Homens da cidade raspam a barba para evitar coronavírus

Com a pandemia, Ricardo decidiu raspar a barba (Foto: Divulgação)

O medo da contaminação pela Covid-19 (novo coronavírus), que se alastra pelo Estado de São Paulo, impactou inclusive na estética masculina. Raspar a barba e manter a higiene facial foi a opção de muitos homens para evitar a exposição à doença – a prevenção é uma solução paliativa diante das tantas incertezas sobre a disseminação do vírus.

O produtor musical Rafael Pelegrino cultivou por anos a – rala – barba, mas a preocupação consigo e com sua família diante da disseminação da Covid-19 o fez ficar, desde ontem, de ‘cara limpa’. “Levei em consideração o fato de que mesmo eu estando em quarentena total, precisarei sair em algum momento para comprar comida. Portanto, tirei a barba e bigode para tentar além de buscar diminuir o risco de contágio, mostrar que também estou fazendo tudo o que for preciso na luta contra o vírus”, ele conta. A parte mais difícil de tirar toda a barba, revela Pelegrino, foi a reação do filho de um ano. “Não me reconheceu”, ri o produtor.

O administrador Ricardo A. Flávio, “em uma noite de insônia”, ele conta, raspou a longa barba, que mantinha por cerca de 10 anos. “Andei me informando sobre o assunto na mídia e, além disso, minha esposa é enfermeira/parteira, também traz o assunto saúde direto em casa”, ressalta. E bem informado sobre a Covid-19 ele está, mesmo. “Não estou na ‘área de risco’. O mais indicado de tirar a barba é para quem trabalha com saúde, pois a barba atrapalha no uso de máscaras”.
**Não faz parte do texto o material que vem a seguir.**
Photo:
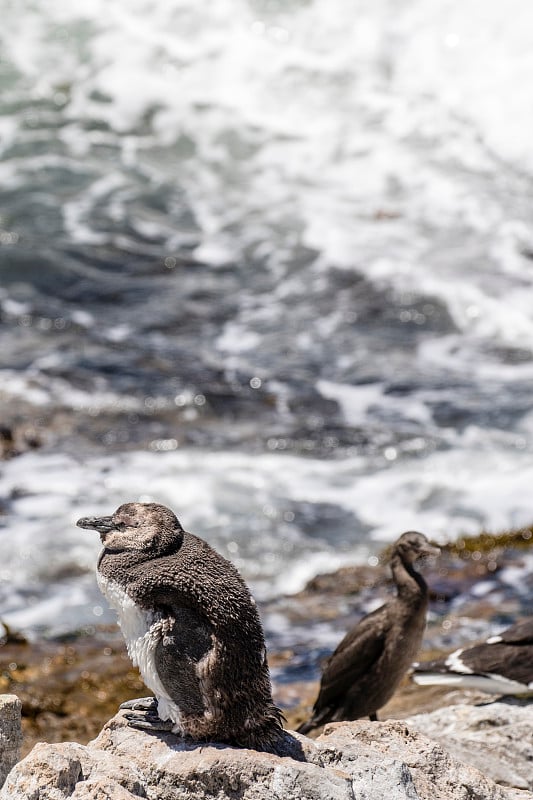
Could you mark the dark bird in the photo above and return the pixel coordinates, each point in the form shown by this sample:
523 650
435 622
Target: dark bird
192 628
367 666
500 665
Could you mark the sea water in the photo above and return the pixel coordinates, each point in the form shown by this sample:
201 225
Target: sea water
269 263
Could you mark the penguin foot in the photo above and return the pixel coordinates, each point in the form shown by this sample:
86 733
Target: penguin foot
141 704
148 722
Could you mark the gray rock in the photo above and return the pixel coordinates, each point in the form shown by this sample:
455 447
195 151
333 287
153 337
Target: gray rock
351 761
495 737
10 733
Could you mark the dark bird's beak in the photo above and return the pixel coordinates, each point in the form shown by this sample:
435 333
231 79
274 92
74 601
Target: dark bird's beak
100 524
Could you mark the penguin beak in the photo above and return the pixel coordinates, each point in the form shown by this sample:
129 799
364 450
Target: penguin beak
101 524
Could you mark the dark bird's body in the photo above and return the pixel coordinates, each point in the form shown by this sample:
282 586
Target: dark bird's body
192 628
501 665
367 666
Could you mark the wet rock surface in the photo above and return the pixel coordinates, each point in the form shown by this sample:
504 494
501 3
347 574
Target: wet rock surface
495 737
10 733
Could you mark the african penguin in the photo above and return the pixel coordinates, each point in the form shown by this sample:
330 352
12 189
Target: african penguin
367 666
192 628
501 664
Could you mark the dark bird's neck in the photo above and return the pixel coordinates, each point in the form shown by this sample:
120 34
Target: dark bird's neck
410 584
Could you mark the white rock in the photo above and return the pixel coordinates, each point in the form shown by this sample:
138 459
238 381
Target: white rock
495 737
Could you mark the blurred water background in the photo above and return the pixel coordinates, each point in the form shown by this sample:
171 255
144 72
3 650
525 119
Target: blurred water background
269 263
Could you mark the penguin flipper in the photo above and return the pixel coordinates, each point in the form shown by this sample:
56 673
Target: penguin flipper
187 640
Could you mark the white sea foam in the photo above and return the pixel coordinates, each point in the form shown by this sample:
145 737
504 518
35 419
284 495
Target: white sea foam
236 502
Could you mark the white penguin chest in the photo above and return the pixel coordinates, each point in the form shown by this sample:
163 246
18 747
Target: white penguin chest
142 631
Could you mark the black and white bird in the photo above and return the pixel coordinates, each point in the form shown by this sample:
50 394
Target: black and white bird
367 666
192 628
501 664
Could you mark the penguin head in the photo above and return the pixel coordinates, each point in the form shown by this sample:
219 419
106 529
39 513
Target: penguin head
413 545
146 527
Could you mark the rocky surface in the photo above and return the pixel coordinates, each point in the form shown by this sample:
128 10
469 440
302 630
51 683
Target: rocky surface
350 761
10 733
495 737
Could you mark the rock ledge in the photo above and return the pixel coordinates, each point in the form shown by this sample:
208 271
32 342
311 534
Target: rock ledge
350 761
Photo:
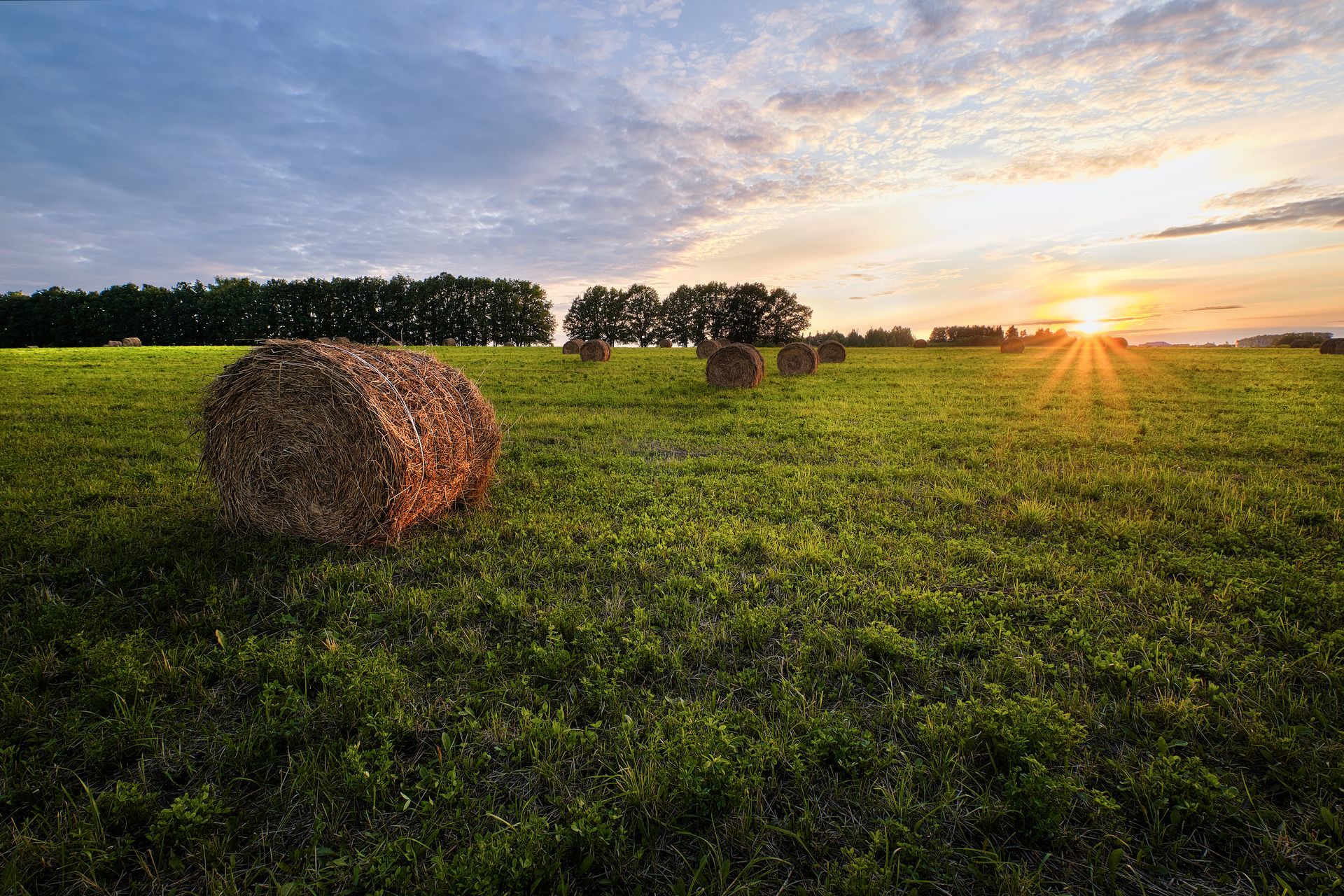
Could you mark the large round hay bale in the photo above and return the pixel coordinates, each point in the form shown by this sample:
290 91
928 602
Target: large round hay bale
596 349
736 365
831 352
797 359
705 348
344 445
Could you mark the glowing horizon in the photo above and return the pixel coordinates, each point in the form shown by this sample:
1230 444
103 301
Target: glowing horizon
1154 169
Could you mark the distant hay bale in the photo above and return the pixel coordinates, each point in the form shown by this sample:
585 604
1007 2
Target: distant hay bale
737 365
705 348
831 352
797 359
596 349
344 445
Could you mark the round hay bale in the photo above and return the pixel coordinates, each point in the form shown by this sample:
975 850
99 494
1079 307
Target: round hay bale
344 445
797 359
705 348
831 352
737 365
596 349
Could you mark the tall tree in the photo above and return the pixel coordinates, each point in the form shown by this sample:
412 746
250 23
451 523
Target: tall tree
644 321
598 314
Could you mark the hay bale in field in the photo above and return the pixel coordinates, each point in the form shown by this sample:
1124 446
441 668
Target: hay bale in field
736 365
831 352
797 359
344 445
596 349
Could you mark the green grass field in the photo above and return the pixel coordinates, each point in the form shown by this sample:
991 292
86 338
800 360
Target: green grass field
940 621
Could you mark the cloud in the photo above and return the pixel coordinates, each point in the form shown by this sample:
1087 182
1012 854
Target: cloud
1324 213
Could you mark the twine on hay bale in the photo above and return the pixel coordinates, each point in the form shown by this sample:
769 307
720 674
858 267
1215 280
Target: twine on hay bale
705 348
831 352
596 349
344 445
736 365
797 359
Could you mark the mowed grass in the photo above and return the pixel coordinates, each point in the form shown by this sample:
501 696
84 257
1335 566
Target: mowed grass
930 621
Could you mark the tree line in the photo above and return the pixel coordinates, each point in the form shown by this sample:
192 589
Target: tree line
473 311
745 314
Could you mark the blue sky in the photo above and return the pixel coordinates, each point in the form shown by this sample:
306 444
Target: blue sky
1160 168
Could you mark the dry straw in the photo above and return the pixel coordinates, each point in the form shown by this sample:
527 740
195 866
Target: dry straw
596 349
797 359
831 352
344 445
705 348
736 365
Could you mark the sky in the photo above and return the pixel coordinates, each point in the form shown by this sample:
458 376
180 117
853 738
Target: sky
1167 169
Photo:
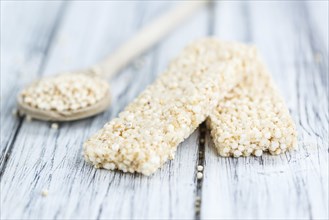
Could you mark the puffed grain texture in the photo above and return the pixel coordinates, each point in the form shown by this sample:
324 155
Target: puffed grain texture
253 117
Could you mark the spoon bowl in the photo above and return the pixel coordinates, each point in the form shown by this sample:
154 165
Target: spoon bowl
40 108
73 96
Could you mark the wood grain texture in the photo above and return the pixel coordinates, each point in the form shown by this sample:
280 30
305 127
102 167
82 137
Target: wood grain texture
293 185
49 159
42 38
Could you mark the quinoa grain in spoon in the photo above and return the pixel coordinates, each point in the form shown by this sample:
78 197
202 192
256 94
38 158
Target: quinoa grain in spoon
80 94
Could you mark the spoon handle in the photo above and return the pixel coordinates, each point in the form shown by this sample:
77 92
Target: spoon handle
146 38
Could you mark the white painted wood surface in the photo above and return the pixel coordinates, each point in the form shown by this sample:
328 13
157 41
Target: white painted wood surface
41 38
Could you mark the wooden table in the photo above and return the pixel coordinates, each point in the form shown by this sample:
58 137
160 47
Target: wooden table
44 37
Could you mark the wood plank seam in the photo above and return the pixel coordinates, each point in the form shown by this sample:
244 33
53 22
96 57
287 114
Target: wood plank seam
202 128
7 151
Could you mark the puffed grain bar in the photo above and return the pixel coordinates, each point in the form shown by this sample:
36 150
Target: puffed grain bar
147 133
253 118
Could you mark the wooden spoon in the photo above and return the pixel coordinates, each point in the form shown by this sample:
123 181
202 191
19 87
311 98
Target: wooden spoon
101 72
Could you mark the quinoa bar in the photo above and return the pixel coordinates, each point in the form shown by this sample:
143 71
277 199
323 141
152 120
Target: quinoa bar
253 117
147 133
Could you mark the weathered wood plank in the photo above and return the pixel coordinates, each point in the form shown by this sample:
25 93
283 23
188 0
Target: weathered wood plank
48 159
25 40
293 185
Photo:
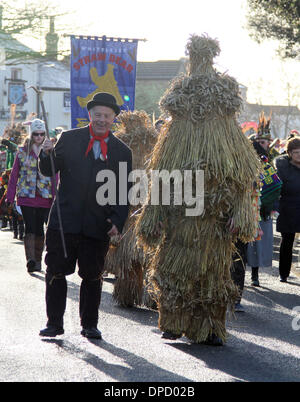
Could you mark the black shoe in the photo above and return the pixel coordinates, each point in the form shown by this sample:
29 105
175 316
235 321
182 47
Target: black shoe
52 331
30 266
170 335
213 340
91 332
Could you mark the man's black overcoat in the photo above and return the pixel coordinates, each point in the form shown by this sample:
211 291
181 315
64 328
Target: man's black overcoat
78 186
Raspar a barba neste momento, completa o administrador, é também dar exemplo aos mais jovens, deixando a vaidade de lado. “Sempre fui cuidadoso, de ir em barbearia aparar, usar óleo, creme, lavar bem. Mas, diante da situação do vírus, achei legal como forma de conscientização, de informação para a ‘molecada’ barbuda”.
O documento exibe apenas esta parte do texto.